Originally shared by John Baez
We don’t need to turn the earth into a hell
Imagine that after the Twin Towers fell on 9-11, all the stories were about the heroic firefighters, and almost nobody talked about the cause: Al Qaeda.
Now imagine that a whole city had been ruined.
That’s what’s happening in Houston.
We know the extremely hot waters in the Gulf of Mexico made Harvey into a “1000-year hurricane”, one that would happen very rarely if we weren’t turning the earth into a hell.
Meanwhile, this Friday in San Francisco the temperature reached 106 Fahrenheit, or 41 C. Locals were astounded, because the average high at this time is, or was, just 70 Fahrenheit (or 21 C).
And down near where I live, the heat wave has helped feed a huge fire in Burbank California — see the picture. I imagine one guy saying to another “Look, we’re in hell! See the sinners being roast alive over there?”
In California we don’t want to stand idly by while the world goes to hell. Our state is only responsible for 1% of the world’s carbon emissions, but we’re trying to pioneer new ways of living that other places can copy. It’s a big experiment:
Last August, the State Legislature set a goal of slashing emissions more than 40 percent below today’s levels by 2030, a far deeper cut than President Barack Obama proposed for the entire United States and deeper than most other countries have contemplated.
So how will California pull this off?
On Tuesday, Gov. Jerry Brown signed a new law expanding the state’s cap-and-trade program, which is expected to play a big role. But cutting greenhouse gases this deeply will involve more than cap and trade. The state plans to rethink every corner of its economy, from urban planning to dairy farms.
No one knows yet if it can succeed. “You can think of California as a giant laboratory” for climate action, said Severin Borenstein of the Haas School of Business at the University of California, Berkeley.
And the experiment has reached an interesting stage:
Until now, most states have followed a standard playbook for curbing emissions. Market forces have replaced older coal plants with cheaper and cleaner natural gas, while state mandates have added modest shares of wind and solar power to the grid. As a result, domestic carbon dioxide emissions have fallen 14 percent since 2005 at relatively little cost.
But California has now plucked most of that low-hanging fruit. The state’s emissions are nearly back to 1990 levels, it barely uses any coal and it has installed as many solar panels as the rest of the country combined. Per capita, California has the third-lowest emissions in the nation, after New York and the District of Columbia, which means further cuts will come less easily than they would for a state like Texas.
“Each additional increment of carbon reduction is tougher than the previous one,” said Dan Reicher, director of the Center for Energy Policy and Finance at Stanford. He added, “California will have to reach deeper into the bag of technologies” to cut emissions from more stubborn polluters like oil refineries and cement plants.
In January, California’s Air Resources Board, which has broad latitude to carry out the state’s climate laws, detailed one possible strategy for cutting emissions 40 percent below 1990 levels by 2030.
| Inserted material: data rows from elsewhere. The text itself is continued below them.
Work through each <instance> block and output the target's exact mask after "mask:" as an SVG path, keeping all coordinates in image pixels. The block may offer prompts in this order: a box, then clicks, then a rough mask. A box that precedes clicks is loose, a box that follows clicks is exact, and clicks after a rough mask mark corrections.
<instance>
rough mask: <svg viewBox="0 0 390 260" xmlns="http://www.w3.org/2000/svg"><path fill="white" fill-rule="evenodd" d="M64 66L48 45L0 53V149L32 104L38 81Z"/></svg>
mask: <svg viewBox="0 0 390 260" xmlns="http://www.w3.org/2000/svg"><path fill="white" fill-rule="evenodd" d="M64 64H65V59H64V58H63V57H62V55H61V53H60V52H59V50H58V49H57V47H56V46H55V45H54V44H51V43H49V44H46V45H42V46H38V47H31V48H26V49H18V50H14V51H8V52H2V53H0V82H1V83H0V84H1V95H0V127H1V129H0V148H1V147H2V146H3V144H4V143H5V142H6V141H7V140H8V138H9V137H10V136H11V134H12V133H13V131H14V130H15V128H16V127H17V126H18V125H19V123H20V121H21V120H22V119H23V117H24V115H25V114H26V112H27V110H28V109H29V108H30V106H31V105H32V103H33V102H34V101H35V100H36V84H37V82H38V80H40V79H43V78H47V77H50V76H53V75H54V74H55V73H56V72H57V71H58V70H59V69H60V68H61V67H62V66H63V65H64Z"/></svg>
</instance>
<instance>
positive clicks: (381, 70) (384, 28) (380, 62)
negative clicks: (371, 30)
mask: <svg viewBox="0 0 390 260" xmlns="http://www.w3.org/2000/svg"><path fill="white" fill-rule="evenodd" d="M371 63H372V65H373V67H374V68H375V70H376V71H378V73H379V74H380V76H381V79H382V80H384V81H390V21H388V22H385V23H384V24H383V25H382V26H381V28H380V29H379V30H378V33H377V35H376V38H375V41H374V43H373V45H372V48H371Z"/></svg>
First, by law, California must get 50 percent of its electricity from renewable sources by 2030, up from 25 percent today. That’s a herculean task in itself: The state is already straining to cope with sharp swings in solar power during afternoons and will soon have to juggle ever-larger shares of intermittent renewable electricity, by deploying batteries, reworking its grid or taking other novel approaches.
Second, the board envisioned the number of electric cars and other zero-emissions vehicles on California’s roads rising to 4.2 million by 2030 from 250,000 today. Freight trucks would have to become more efficient or electrified, while cities would need to adopt far-reaching strategies to promote mass transit, biking and walking.
But a major push on renewable power and transportation would get California just one-fourth of the way toward its goal. Other cuts would come from doubling efficiency savings from buildings and industry, no mean feat in a state that already has some of the strictest building codes in the country. The state would also need to lower the carbon content of its gasoline supply under the Low Carbon Fuel Standard, possibly by increasing biofuel use.
One-third of the reductions in the proposal would come from curbing climate pollutants other than carbon dioxide, including hydrofluorocarbons from air-conditioners and methane from landfills, wastewater facilities and manure piles at dairy farms. No state has ever regulated agriculture so aggressively, and dairy farmers are pushing back, warning that capturing methane from millions of cows could prove untenable.
In its proposal, the board emphasized that some of these strategies may not pan out — for instance, the Trump administration could block California’s move to force automakers to build more zero-emissions vehicles. Other regulations might reduce emissions less than anticipated, especially if California’s economy grows faster than expected.
So, as a complement to these efforts, Mr. Brown insisted on expanding another major program: cap and trade.
It’s gonna take work, but at least we’re trying!
We might get a big extra boost if self-driving electric cars revolutionize the auto industry and kill demand for petroleum… but I’ll save that story for another day.